Module 1: Scraping ESPN Play-by-Play Data at Scale

**Build a Polymarket Prediction Bot from Scratch**

---

What We're Building

In this module, we build a production-grade scraper that pulls **game-state snapshots** from ESPN's public API. By the end, you'll have a dataset of hundreds of thousands of rows — each one a snapshot of a game at a specific moment (score, period, time remaining, ESPN's own win probability) — with the final outcome attached as a label.

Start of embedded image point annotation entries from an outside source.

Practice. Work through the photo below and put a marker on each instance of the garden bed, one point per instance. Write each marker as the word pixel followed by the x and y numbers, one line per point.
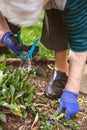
pixel 45 108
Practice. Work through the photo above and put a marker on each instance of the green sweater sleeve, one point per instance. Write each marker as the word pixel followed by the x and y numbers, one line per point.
pixel 56 4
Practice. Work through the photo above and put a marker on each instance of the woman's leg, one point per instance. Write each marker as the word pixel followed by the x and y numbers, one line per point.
pixel 54 38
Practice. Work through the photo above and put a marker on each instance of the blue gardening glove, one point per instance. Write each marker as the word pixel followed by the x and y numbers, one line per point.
pixel 69 103
pixel 13 42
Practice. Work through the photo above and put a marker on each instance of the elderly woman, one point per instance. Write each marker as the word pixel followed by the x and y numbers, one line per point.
pixel 73 14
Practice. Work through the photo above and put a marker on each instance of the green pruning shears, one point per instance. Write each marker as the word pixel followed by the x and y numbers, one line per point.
pixel 26 57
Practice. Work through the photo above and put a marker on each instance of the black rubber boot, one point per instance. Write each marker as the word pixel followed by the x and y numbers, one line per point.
pixel 56 84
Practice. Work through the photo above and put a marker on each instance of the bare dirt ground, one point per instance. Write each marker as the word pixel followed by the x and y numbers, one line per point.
pixel 17 123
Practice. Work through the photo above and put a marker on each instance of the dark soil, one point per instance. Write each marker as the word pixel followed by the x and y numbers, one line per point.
pixel 17 123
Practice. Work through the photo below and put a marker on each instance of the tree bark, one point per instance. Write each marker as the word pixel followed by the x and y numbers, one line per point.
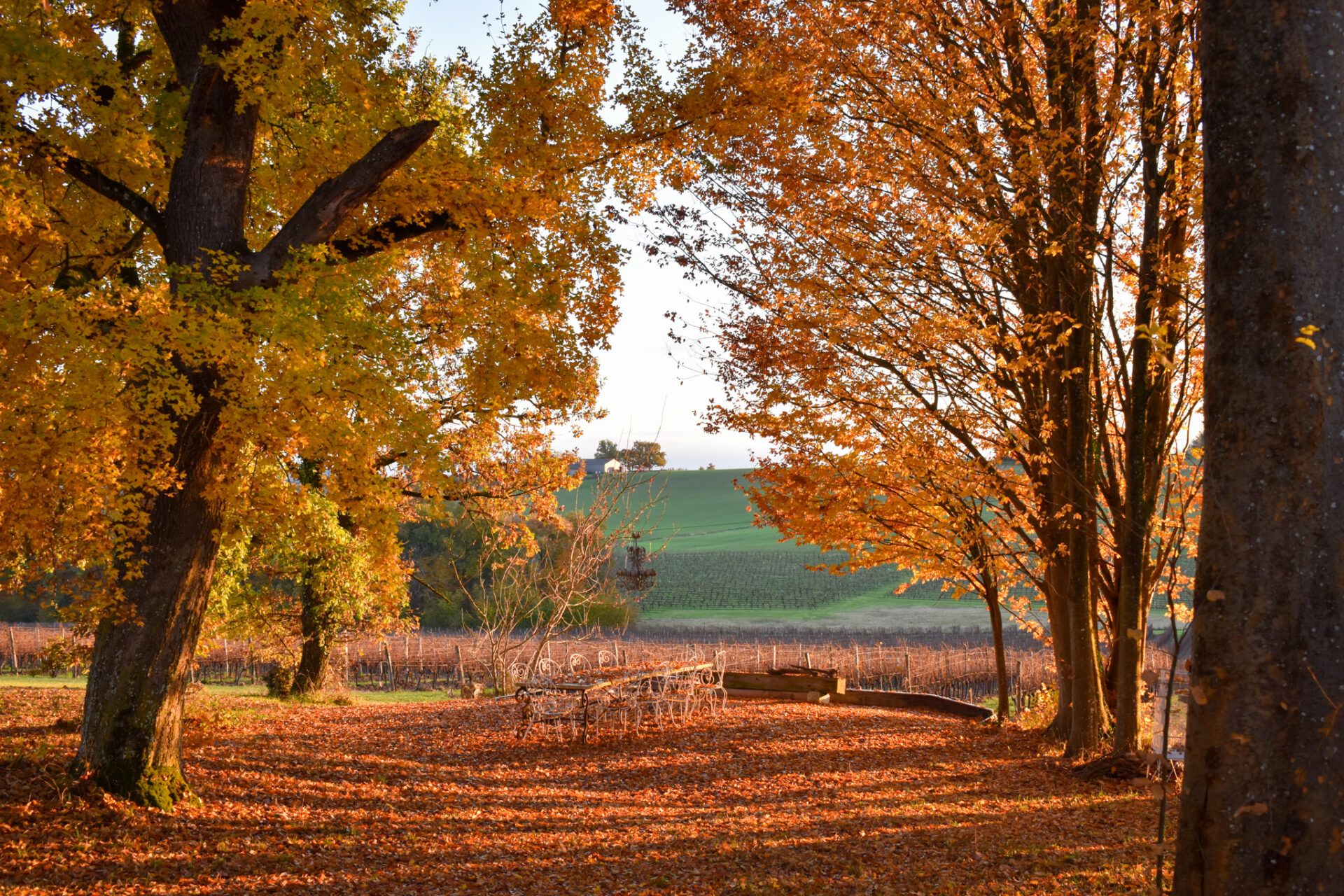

This dataset is the foundation for everything else in the course: training win-probability models, calibrating edge thresholds, backtesting strategies, and ultimately running a live bot on Polymarket.

Why ESPN?

  • **Free** — No API key, no authentication, no rate-limit headers. Just HTTP GET requests.
  • **Real-time** — The same endpoints power ESPN's live scoreboard, so they update within seconds of real events.
  • **Comprehensive** — Covers NBA, NCAAMB, NHL, MLB, NFL, CFB, soccer leagues, and more.
  • **Win probability included** — For basketball and football, ESPN returns a `winprobability` array alongside the play-by-play, giving us a free baseline model to benchmark against.
  • What the Output Looks Like

    Each row in our final dataset represents one play/moment in a game:

    | game_id | sport | home_team | away_team | home_score | away_score | period | seconds_remaining | score_diff | time_fraction | espn_home_wp | home_wins |

    |---------|-------|-----------|-----------|------------|------------|--------|-------------------|------------|---------------|--------------|-----------|

    | 401584793 | NBA | BOS | MIA | 28 | 22 | 2 | 1380.0 | 6 | 0.479 | 0.712 | 1 |

    | 401584793 | NBA | BOS | MIA | 30 | 25 | 2 | 1320.0 | 5 | 0.458 | 0.695 | 1 |

    | 401584793 | NBA | BOS | MIA | 30 | 28 | 2 | 1260.0 | 2 | 0.437 | 0.621 | 1 |

    **Key columns:**

  • `score_diff` — Home score minus away score (positive = home leading)
  • `time_fraction` — Fraction of game remaining (1.0 = start, 0.0 = end)
  • `espn_home_wp` — ESPN's own win probability for the home team (our baseline)
  • `home_wins` — Ground truth label (1 = home won, 0 = away won)
  • # ── Install required packages (run this cell first!) ──────────────────────────
    # Uncomment the line below and run if you haven't installed these yet:
    # !pip install aiohttp pandas numpy matplotlib pyarrow tqdm
    

    How to use AI with this notebook

    **New to Python? No problem.** Every cell in this notebook is designed to work with AI coding assistants.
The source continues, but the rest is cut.